Dabei ist die Schauspielerriege, die diese Roman-Dramatisierung in eiserner Disziplin trägt, vom Feinsten: Allen voran eben jener Gabriel Dan, dem Steven Scharf eine ruhelose, hohlwangige Hellsichtigkeit und Dominanz verleiht, die dem Selbstporträt des jungen Joseph Roth sehr angemessen ist. Neu im Ensemble ist die Darstellerin seiner vergebens angebeteten Mitbewohnerin Stasia, Katja Herbers, an deren Akzent man sich gewöhnen wird, die aber eine charmant-lebensfeste Revuemaus zu bieten hat, die man nicht so schnell vergisst. Ebenfalls neu in München ist Pierre Bokma, als ältlicher Liftboy Ignatz der eigentliche Strippenzieher des Hotels – die Hand Gottes für alle Gäste der billigen Etagen.

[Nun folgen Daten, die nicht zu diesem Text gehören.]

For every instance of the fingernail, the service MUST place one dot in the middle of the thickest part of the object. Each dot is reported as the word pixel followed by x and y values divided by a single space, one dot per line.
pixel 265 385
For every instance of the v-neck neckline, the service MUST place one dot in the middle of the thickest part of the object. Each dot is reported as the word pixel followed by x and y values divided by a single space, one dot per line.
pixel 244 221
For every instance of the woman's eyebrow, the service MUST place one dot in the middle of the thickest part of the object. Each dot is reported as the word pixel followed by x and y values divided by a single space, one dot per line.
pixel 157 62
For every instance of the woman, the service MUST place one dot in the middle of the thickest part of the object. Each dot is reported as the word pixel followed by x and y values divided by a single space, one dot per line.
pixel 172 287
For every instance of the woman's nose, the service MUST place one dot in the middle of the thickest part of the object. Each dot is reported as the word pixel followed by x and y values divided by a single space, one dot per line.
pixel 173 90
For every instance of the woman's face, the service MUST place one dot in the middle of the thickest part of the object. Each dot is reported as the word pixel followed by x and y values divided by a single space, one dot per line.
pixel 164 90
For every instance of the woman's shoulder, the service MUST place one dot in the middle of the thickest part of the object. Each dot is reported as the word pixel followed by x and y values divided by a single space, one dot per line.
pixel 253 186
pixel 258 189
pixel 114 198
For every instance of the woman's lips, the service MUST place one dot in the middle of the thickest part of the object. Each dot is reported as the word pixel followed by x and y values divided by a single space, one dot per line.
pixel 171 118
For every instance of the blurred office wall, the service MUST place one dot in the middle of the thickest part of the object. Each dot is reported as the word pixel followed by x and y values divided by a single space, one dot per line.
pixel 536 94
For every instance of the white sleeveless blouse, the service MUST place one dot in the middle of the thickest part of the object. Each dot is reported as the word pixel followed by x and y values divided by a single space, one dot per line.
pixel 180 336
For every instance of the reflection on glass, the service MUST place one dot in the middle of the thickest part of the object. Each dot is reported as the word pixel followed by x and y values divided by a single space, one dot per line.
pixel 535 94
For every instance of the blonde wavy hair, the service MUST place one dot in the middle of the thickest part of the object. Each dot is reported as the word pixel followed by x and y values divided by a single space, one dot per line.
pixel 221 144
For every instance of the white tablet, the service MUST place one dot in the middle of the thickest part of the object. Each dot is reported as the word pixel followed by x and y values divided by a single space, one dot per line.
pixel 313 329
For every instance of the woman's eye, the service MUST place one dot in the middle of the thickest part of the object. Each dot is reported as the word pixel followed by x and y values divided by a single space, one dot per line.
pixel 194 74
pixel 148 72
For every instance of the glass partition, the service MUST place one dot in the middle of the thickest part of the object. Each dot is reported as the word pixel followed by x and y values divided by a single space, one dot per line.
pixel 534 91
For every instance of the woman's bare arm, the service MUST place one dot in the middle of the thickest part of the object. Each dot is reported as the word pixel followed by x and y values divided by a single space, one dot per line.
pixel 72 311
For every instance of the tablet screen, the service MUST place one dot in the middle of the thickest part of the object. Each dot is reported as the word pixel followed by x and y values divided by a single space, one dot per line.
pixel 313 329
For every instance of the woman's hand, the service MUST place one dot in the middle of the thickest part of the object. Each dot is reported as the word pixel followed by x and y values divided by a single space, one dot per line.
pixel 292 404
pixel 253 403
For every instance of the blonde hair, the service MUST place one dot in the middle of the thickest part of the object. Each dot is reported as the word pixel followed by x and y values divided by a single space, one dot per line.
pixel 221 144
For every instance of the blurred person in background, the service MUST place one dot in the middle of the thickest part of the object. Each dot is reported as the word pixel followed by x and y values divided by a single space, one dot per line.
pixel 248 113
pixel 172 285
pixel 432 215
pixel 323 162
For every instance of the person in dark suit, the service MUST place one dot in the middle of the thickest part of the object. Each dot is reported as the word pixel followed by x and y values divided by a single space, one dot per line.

Wolfgang Pregler spielt Gabriels Freund Zwonimir, den erdduftenden Revolutionär, den er mit viel exaltierten Aktionismus und Empathie ausstattet.

Aber der eigentliche Glanz der Vorstellung geht von der unglaublichen Brigitte Hobmeier aus, die sich in alle ihre sieben Rollen so verliebt zu haben scheint, dass sie sie gleichberechtigt mit ihrem großen schauspielerischen Können verwöhnt.

Der Abend ist ein Panoptikum am offenen Grab – ein sonderbarer Einstieg in eine neue Ära.